Rudra Kumar Pandey, Chairman-CII Regional Committee on Economic Affairs and Taxation (Partner Shardul Amarchand Mangaldas & Co) said that India needs a clear roadmap for global standards, financial incentives for quality infrastructure, and public-private partnerships for technology transfer and certification. 

New Trade Order: CFOs emerging geopolitical analyst and transformation champions

The finance chiefs believe that India is transitioning from a manufacturing alternative to a strategic partner in global supply chains, emphasizing the need to overcome non-tariff barriers too, such as global standards compliance.

Whether responding to tariff shocks, diversifying sourcing across geographies, or recalibrating export strategies based on new FTAs, at the end of the day, CFOs are expected to make their business future‑ready.

“The role of CFOs is evolving to focus on supply chain resilience, risk mitigation, and sustainable growth, moving beyond cost containment,” Pandey said.

“They (CFOs) are no longer about closing the books, but opening new chapters.

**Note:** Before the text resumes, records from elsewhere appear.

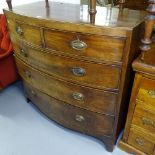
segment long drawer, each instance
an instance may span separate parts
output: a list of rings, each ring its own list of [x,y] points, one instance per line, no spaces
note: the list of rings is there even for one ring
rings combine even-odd
[[[40,27],[33,26],[23,21],[7,19],[10,35],[15,35],[29,43],[42,46]]]
[[[121,62],[125,38],[44,29],[46,48],[95,60]]]
[[[92,61],[119,64],[123,61],[125,37],[59,31],[34,26],[25,21],[13,21],[9,17],[7,20],[10,34],[25,40],[29,44]]]
[[[16,57],[21,77],[44,93],[78,107],[107,115],[115,114],[117,94],[58,80]]]
[[[96,114],[56,100],[24,82],[27,97],[48,117],[65,127],[97,137],[112,135],[114,117]]]
[[[25,62],[48,74],[82,85],[117,91],[121,69],[113,65],[97,64],[52,54],[14,43],[15,53]]]

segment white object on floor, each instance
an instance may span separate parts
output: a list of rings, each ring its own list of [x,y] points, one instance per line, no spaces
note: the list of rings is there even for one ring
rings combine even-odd
[[[17,82],[0,93],[0,155],[128,155],[113,153],[90,136],[63,128],[27,103]]]

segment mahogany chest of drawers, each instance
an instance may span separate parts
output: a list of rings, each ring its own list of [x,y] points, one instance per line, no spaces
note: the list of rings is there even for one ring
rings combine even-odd
[[[128,118],[120,147],[136,155],[155,155],[155,56],[134,61],[136,71]]]
[[[145,13],[97,7],[92,21],[88,6],[56,2],[4,13],[27,99],[112,151],[125,121]]]

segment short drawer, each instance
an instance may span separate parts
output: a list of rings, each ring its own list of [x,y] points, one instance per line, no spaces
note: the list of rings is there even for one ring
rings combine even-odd
[[[56,100],[24,82],[26,96],[49,118],[89,135],[112,135],[114,117],[96,114]]]
[[[44,29],[46,48],[93,60],[121,62],[124,38]]]
[[[93,112],[114,115],[117,94],[56,79],[16,58],[19,74],[44,93]]]
[[[155,108],[155,80],[142,78],[137,99]]]
[[[146,154],[153,155],[155,143],[149,140],[149,135],[141,130],[131,128],[128,143]]]
[[[117,91],[121,69],[118,66],[82,61],[14,43],[15,53],[39,70],[86,86]]]
[[[42,46],[40,28],[21,21],[7,19],[10,35],[15,35],[28,43]]]
[[[155,112],[143,109],[143,107],[138,104],[133,115],[132,124],[140,126],[155,134]]]

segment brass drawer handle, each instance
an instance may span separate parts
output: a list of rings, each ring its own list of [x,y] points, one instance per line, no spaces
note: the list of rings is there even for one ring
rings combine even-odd
[[[75,92],[72,94],[73,99],[78,100],[78,101],[84,101],[84,95],[78,92]]]
[[[19,34],[19,35],[23,34],[23,30],[22,30],[22,28],[20,26],[16,27],[16,33]]]
[[[82,115],[76,115],[75,120],[78,122],[82,122],[82,121],[85,121],[85,118]]]
[[[36,96],[36,93],[35,93],[34,90],[31,90],[31,94],[32,94],[33,96]]]
[[[155,122],[149,118],[146,118],[146,117],[142,117],[142,123],[144,125],[150,125],[152,127],[155,127]]]
[[[26,77],[30,78],[31,77],[31,73],[29,71],[25,71],[25,75]]]
[[[71,42],[71,47],[72,47],[73,49],[75,49],[75,50],[80,51],[80,50],[86,49],[86,48],[87,48],[87,44],[86,44],[85,42],[83,42],[83,41],[77,39],[77,40],[73,40],[73,41]]]
[[[28,54],[27,54],[27,51],[25,50],[25,49],[20,49],[20,53],[21,53],[21,55],[23,55],[24,57],[27,57],[28,56]]]
[[[145,142],[143,139],[141,138],[136,138],[135,142],[139,145],[139,146],[144,146]]]
[[[155,90],[148,90],[148,94],[149,94],[152,98],[155,98]]]
[[[84,76],[86,74],[86,70],[80,67],[73,67],[72,73],[76,76]]]

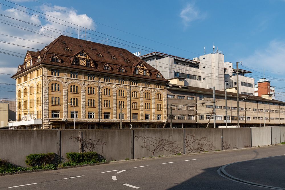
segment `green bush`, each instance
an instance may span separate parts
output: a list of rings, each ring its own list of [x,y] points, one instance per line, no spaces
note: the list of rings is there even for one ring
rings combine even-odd
[[[51,164],[54,159],[55,154],[54,152],[40,154],[31,154],[26,157],[26,164],[30,166],[45,165]]]

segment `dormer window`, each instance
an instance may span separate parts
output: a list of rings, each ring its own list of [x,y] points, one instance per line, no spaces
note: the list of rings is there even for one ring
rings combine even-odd
[[[52,58],[52,61],[54,62],[59,62],[59,59],[57,58],[53,57]]]
[[[86,56],[86,54],[85,54],[84,52],[80,52],[79,53],[79,55],[81,56],[84,56],[84,57]]]
[[[125,72],[125,69],[123,67],[121,67],[118,69],[118,71],[119,72],[121,72],[123,73]]]
[[[70,52],[71,51],[71,50],[69,49],[69,48],[68,47],[66,47],[64,48],[64,50],[65,50],[65,51],[68,51]]]
[[[108,64],[106,64],[104,66],[103,69],[104,70],[111,70],[111,67]]]

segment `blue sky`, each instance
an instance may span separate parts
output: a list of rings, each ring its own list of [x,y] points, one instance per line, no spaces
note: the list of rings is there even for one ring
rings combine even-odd
[[[77,25],[84,35],[85,25],[87,40],[142,55],[156,51],[192,59],[204,54],[204,46],[206,54],[212,53],[214,43],[225,61],[234,67],[242,62],[239,68],[253,71],[247,76],[256,82],[263,77],[264,68],[276,92],[285,92],[285,1],[36,1],[0,0],[0,52],[24,56],[31,48],[45,45],[22,39],[48,44],[61,34],[77,38]],[[13,26],[16,24],[27,28]],[[44,35],[39,34],[42,32]],[[15,74],[23,61],[3,53],[0,56],[1,73]],[[0,99],[15,98],[15,81],[10,76],[0,74]],[[10,93],[5,91],[9,88]]]

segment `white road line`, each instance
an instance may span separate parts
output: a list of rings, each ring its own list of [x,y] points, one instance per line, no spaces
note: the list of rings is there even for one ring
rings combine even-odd
[[[167,162],[166,163],[162,163],[162,164],[170,164],[170,163],[175,163],[176,162]]]
[[[135,186],[134,186],[133,185],[129,185],[127,183],[125,183],[123,184],[123,185],[126,185],[126,186],[128,186],[128,187],[133,187],[133,188],[134,188],[135,189],[141,189],[141,187],[136,187]]]
[[[135,168],[136,167],[146,167],[146,166],[138,166],[137,167],[134,167]]]
[[[112,170],[111,171],[103,171],[102,173],[106,173],[107,172],[111,172],[111,171],[119,171],[119,169],[116,169],[115,170]]]
[[[80,175],[80,176],[77,176],[76,177],[68,177],[67,178],[64,178],[62,179],[71,179],[72,178],[75,178],[76,177],[83,177],[84,175]]]
[[[123,171],[125,171],[126,170],[121,170],[120,171],[118,171],[116,173],[120,173],[122,172]]]
[[[18,186],[13,186],[13,187],[9,187],[8,188],[13,188],[13,187],[21,187],[22,186],[25,186],[26,185],[34,185],[36,184],[36,183],[30,183],[30,184],[26,184],[26,185],[18,185]]]

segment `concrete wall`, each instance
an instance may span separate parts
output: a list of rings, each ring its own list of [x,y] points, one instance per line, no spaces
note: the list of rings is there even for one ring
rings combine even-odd
[[[223,146],[222,145],[222,132]],[[0,130],[0,159],[27,166],[31,154],[53,152],[64,162],[67,152],[78,152],[80,136],[97,145],[93,151],[107,161],[269,145],[285,141],[285,127],[252,128]],[[162,148],[161,148],[162,147]],[[86,151],[88,150],[86,149]]]
[[[251,128],[223,128],[223,150],[251,147]]]
[[[151,157],[154,150],[154,156],[183,152],[183,134],[182,128],[134,129],[134,158]]]
[[[280,127],[271,127],[271,144],[280,143]]]
[[[271,144],[271,127],[251,128],[251,145],[263,146]]]

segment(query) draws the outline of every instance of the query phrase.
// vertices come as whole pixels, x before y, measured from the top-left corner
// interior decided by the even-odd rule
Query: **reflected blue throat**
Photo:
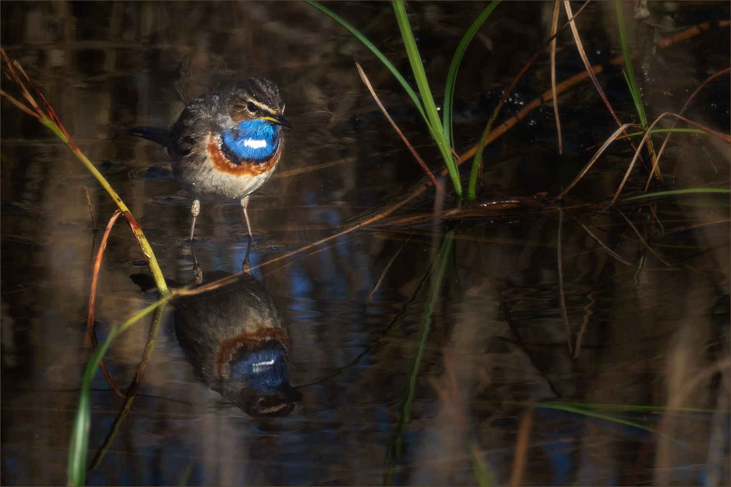
[[[221,132],[221,149],[240,159],[268,159],[279,145],[279,126],[269,120],[245,120],[237,129],[232,132]]]
[[[231,375],[254,389],[278,387],[287,382],[287,356],[279,348],[246,353],[231,364]]]

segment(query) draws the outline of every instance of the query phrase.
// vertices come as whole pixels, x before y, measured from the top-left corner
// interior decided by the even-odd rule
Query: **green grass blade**
[[[658,196],[671,196],[675,194],[689,194],[692,193],[731,193],[731,189],[724,188],[692,188],[690,189],[675,189],[672,191],[659,191],[659,193],[648,193],[648,194],[640,194],[639,196],[626,198],[622,201],[629,202],[632,199],[641,199],[643,198],[656,198]]]
[[[164,305],[173,294],[167,294],[159,301],[148,306],[142,311],[125,321],[121,326],[115,326],[109,331],[107,340],[99,345],[91,354],[86,369],[84,370],[81,382],[81,394],[79,396],[79,407],[76,410],[76,418],[71,430],[71,442],[69,445],[69,464],[67,485],[83,486],[86,483],[86,453],[88,450],[89,425],[91,423],[91,381],[96,373],[96,368],[102,358],[107,352],[112,341],[120,333],[129,328],[145,315],[151,312],[159,306]]]
[[[393,456],[397,459],[401,457],[404,434],[406,433],[409,421],[411,420],[411,404],[414,400],[414,394],[416,391],[416,378],[419,375],[419,369],[421,367],[421,359],[424,354],[426,338],[429,335],[429,330],[431,326],[431,318],[434,314],[436,300],[439,297],[439,290],[442,288],[442,281],[444,279],[449,256],[452,250],[452,246],[454,244],[454,230],[444,234],[442,240],[442,245],[439,246],[439,253],[432,264],[429,291],[427,294],[426,302],[424,303],[424,310],[421,315],[421,325],[419,328],[419,334],[414,348],[414,354],[412,356],[409,372],[406,374],[404,399],[401,400],[401,406],[398,408],[400,418],[398,424],[396,426],[395,434],[392,446],[393,448]]]
[[[393,64],[391,64],[391,61],[388,61],[388,58],[378,50],[378,47],[374,46],[371,41],[366,39],[366,36],[362,34],[357,28],[351,26],[347,20],[339,16],[338,14],[323,7],[317,1],[314,1],[313,0],[304,0],[304,1],[306,4],[308,4],[308,5],[315,7],[320,12],[326,14],[328,17],[346,28],[352,34],[355,36],[358,40],[363,42],[366,47],[370,49],[371,53],[376,55],[376,57],[378,58],[381,62],[383,63],[384,66],[385,66],[388,70],[391,72],[391,74],[396,77],[396,80],[398,80],[398,83],[401,84],[404,89],[406,90],[407,93],[409,93],[409,96],[411,97],[412,101],[414,101],[414,104],[415,104],[416,107],[419,110],[419,112],[421,113],[421,116],[424,118],[424,121],[426,122],[428,126],[429,126],[429,130],[432,130],[431,126],[429,123],[429,118],[426,116],[426,113],[424,112],[424,108],[421,104],[421,100],[419,99],[416,92],[412,89],[412,87],[409,85],[409,83],[406,83],[406,80],[403,76],[401,76],[401,74],[399,73]]]
[[[482,26],[482,23],[485,22],[488,16],[495,9],[495,7],[498,6],[500,3],[500,0],[493,0],[490,2],[490,4],[485,7],[482,12],[480,14],[480,16],[475,19],[472,25],[470,26],[469,28],[467,29],[467,32],[465,33],[464,37],[462,37],[461,42],[460,42],[459,45],[457,46],[457,50],[455,51],[454,57],[452,58],[452,64],[450,65],[450,70],[447,73],[447,85],[444,87],[444,112],[442,115],[442,124],[444,127],[444,135],[447,137],[447,142],[450,145],[454,147],[454,141],[452,140],[453,132],[452,130],[452,110],[454,107],[454,93],[455,93],[455,82],[457,79],[457,72],[459,69],[460,63],[462,62],[462,57],[464,55],[465,51],[467,50],[467,46],[469,45],[470,42],[472,40],[472,37],[474,34],[477,33],[477,31]]]
[[[409,62],[411,64],[412,70],[414,72],[414,79],[416,80],[421,99],[424,101],[424,110],[428,117],[428,122],[431,129],[431,137],[436,142],[442,157],[447,165],[447,169],[450,172],[452,178],[452,184],[455,188],[455,193],[458,196],[462,196],[462,183],[460,181],[459,170],[455,163],[454,157],[450,151],[450,144],[447,141],[444,131],[442,126],[442,120],[439,118],[436,110],[436,104],[434,103],[433,97],[431,96],[431,90],[429,88],[429,83],[426,79],[426,73],[424,72],[424,64],[422,62],[421,55],[419,54],[419,48],[416,45],[416,39],[414,39],[414,32],[412,31],[411,25],[409,23],[409,18],[406,15],[406,8],[404,2],[401,0],[391,2],[393,5],[393,11],[396,15],[396,21],[398,23],[398,28],[401,31],[401,37],[404,39],[404,45],[406,50],[406,55],[409,56]]]
[[[642,126],[647,129],[647,118],[645,116],[645,107],[642,102],[642,97],[640,96],[640,87],[637,86],[637,79],[635,76],[635,69],[632,67],[632,60],[629,55],[629,47],[627,46],[627,34],[624,29],[622,2],[616,0],[615,4],[617,7],[617,24],[619,28],[619,39],[622,43],[622,54],[624,55],[624,64],[627,68],[627,72],[624,74],[624,77],[627,80],[627,85],[629,87],[632,99],[635,101],[635,107],[637,109],[637,115],[642,122]]]
[[[585,416],[589,416],[591,418],[596,418],[597,419],[603,419],[607,421],[612,421],[613,423],[618,423],[620,424],[625,424],[628,426],[633,426],[635,428],[639,428],[640,429],[644,429],[648,431],[651,433],[656,433],[654,429],[648,426],[645,426],[643,424],[640,424],[639,423],[635,423],[634,421],[628,421],[625,419],[621,419],[621,418],[615,418],[613,416],[607,416],[605,414],[599,414],[598,413],[594,413],[588,410],[583,409],[583,407],[576,407],[569,404],[561,403],[561,402],[545,402],[539,403],[539,407],[545,407],[548,409],[555,409],[561,411],[567,411],[569,413],[575,413],[576,414],[583,415]],[[665,437],[665,435],[661,434],[661,436]]]

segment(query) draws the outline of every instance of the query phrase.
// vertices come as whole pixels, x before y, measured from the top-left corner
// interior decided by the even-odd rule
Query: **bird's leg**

In my experience, CFOs are tracking customs updates and trade agreements rather than just accounting standards. CFOs are becoming geopolitical analysts and transformation champions,” Saumil Shah, Partner, Grant Thornton Bharat put things in perspective.

According to Sandhar Technologies’ CFO, the last three years have transformed the CFO’s role. “Tariff tremors shook the global trade map. Today’s CFO is not just managing capital but is deeply involved in risk de-risking, ESG compliance, and resilience building. Tomorrow’s disruption could be geopolitical, regulatory, or even technological,” Jain opined.

While India negotiates broader market access, CFOs are already positioning for the next wave—FTAs with the EU, deepening QUAD (Quadrilateral Security Dialogue) trade partnerships, and reducing exposure to volatile regions. Yet, as Indian firms still face challenges from non-tariff measures, the road ahead requires not just negotiations but capability building.

“We are in a global shakeup. Governments and industries must align. Fair ground-level assessments and structured policy feedback loops are essential. Replacing the US is tough, but exploring other markets is no longer optional—it’s imperative” Jain added.